Born in Guyana in 1954, Valerie Amos became the first Black woman to be given a life peer in 1997 and made history again when she was appointed secretary of state for international development, becoming the first Black woman to serve as a cabinet minister.

In September 2015 Baroness Amos became the first Black woman to lead a university when she became director of SOAS, University of London. In September 2020 Amos became the first ever Black head of Oxford College.

9. Bill Morris – first Black leader of a major British trade union

Bill Morris of the Transport and General Workers Union addresses the TUC annual conference. (Photo: PA)
Bill Morris of the Transport and General Workers Union addresses the TUC annual conference. (Photo: PA)

Born in Jamaica in 1938, Morris came to the UK as part of the Windrush generation in 1954 and by 1958 he had joined the Transport and General Workers Union.

Four years later Morris was elected shop steward. In 1973 he joined the union as a full time official. By 1986 he had been elected deputy general secretary.

When general secretary Ron Todd retired in 1992 Morris took over, becoming the first Black man in history to become a leader of a major British Trade Union. He remained general secretary until his retirement on his 65th birthday in 2003.

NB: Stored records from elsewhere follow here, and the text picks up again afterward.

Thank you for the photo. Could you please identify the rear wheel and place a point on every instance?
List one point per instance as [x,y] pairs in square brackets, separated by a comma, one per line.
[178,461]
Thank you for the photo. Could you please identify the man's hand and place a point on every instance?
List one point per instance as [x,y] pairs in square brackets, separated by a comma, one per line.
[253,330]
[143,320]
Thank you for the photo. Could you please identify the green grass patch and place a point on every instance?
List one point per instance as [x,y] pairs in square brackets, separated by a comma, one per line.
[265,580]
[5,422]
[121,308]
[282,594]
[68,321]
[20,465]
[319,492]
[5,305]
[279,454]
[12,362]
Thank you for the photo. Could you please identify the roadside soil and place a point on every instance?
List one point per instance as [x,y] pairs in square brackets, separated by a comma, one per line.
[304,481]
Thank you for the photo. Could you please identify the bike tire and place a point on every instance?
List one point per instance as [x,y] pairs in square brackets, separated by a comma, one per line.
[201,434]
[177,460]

10. Diane Abbott, Bernie Grant and Paul Boateng – first Black MPs

Paul Boateng, Bernie Grant, Keith Vaz and Diane Abbott. (Photo: PA)
Paul Boateng, Bernie Grant, Keith Vaz and Diane Abbott. (Photo: PA)

Even though John Stewart has officially been recognised as the first person of African descent to be elected a MP in the UK, in 1987 three would-be Black Parliamentarians made history by winning their seats and becoming the first Black elected members of parliament.

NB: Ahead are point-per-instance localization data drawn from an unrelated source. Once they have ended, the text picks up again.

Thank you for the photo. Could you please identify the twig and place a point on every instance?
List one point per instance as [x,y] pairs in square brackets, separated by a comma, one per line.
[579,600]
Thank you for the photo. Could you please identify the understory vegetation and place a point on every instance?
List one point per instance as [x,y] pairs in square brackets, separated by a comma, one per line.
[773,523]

Born in London to Jamaican parents in 1953, Diane Abbott won the Labour seat representing the constituents of Hackney North and Stoke Newington, becoming the first Black woman to be elected as a MP.

Born in Guyana in 1944, Bernie Grant came to the UK in 1963 and by 1975 he had joined the Labour party.

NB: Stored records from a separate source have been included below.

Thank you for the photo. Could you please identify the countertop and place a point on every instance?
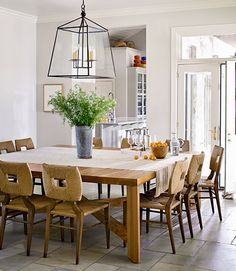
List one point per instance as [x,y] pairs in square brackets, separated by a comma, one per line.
[123,121]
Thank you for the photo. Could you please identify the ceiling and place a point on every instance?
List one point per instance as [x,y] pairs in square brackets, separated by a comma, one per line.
[47,8]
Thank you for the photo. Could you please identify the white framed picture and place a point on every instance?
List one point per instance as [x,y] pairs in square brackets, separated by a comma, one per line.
[48,91]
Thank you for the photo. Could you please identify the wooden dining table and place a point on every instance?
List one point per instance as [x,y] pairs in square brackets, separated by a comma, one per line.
[124,170]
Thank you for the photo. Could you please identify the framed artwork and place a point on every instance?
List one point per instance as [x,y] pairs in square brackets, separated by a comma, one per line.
[48,91]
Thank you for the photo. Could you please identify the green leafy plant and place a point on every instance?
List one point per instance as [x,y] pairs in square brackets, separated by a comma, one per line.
[80,108]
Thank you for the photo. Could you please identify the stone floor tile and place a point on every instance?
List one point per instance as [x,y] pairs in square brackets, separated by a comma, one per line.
[118,257]
[101,267]
[172,267]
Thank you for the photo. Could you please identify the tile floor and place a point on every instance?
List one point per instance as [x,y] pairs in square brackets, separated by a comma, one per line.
[213,248]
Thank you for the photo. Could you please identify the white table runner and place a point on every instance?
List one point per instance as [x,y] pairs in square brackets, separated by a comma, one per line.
[101,159]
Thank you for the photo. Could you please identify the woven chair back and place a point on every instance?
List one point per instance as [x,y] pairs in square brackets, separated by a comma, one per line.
[26,143]
[178,177]
[216,159]
[62,182]
[22,184]
[195,168]
[7,146]
[97,142]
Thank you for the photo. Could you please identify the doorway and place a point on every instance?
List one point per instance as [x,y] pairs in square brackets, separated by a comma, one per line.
[207,112]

Prior to being elected MP for Tottenham in north London, Grant made history by becoming the first ever Black leader of a local authority in Europe when he was elected council leader of Haringey.

Paul Boateng, born in London in 1951 to mixed Ghanaian and English parents, came to prominence when he was elected to the Greater London Council. He then became part of history when he won his seat for Brent alongside Diane Abbott and Bernie Grant in the 1987 elections. In 2002 Boateng become the first male Black cabinet member when he was appointed chief secretary to the Treasury.

11. Eleanor Smith – first Black MP to win the seat once held by Enoch ‘Rivers of Blood’ Powell

Eleanor Smith, third from right with rosette, with other female Labour politicians including Diane Abbott, left, and Marsha de Cordova, centre. (Photo: Barcroft Media via Getty Images)
Eleanor Smith, third from right with rosette, with other female Labour politicians including Diane Abbott, left, and Marsha de Cordova, centre. (Photo: Barcroft Media via Getty Images)

Born in Birmingham to Barbadian parents in 1957, Smith made history in 2011 by becoming the first elected Black female president of the trade union Unison.

In 2017 Smith won the Wolverhampton South West Seat and became the first person of African Caribbean descent to ever do so.

Winning the seat was historical because it was previously held by Enoch Powell, the anti-immigration campaigner who delivered the infamous Rivers of Blood speech. Prior to Smith’s win, no Black person had ever contested or won that seat.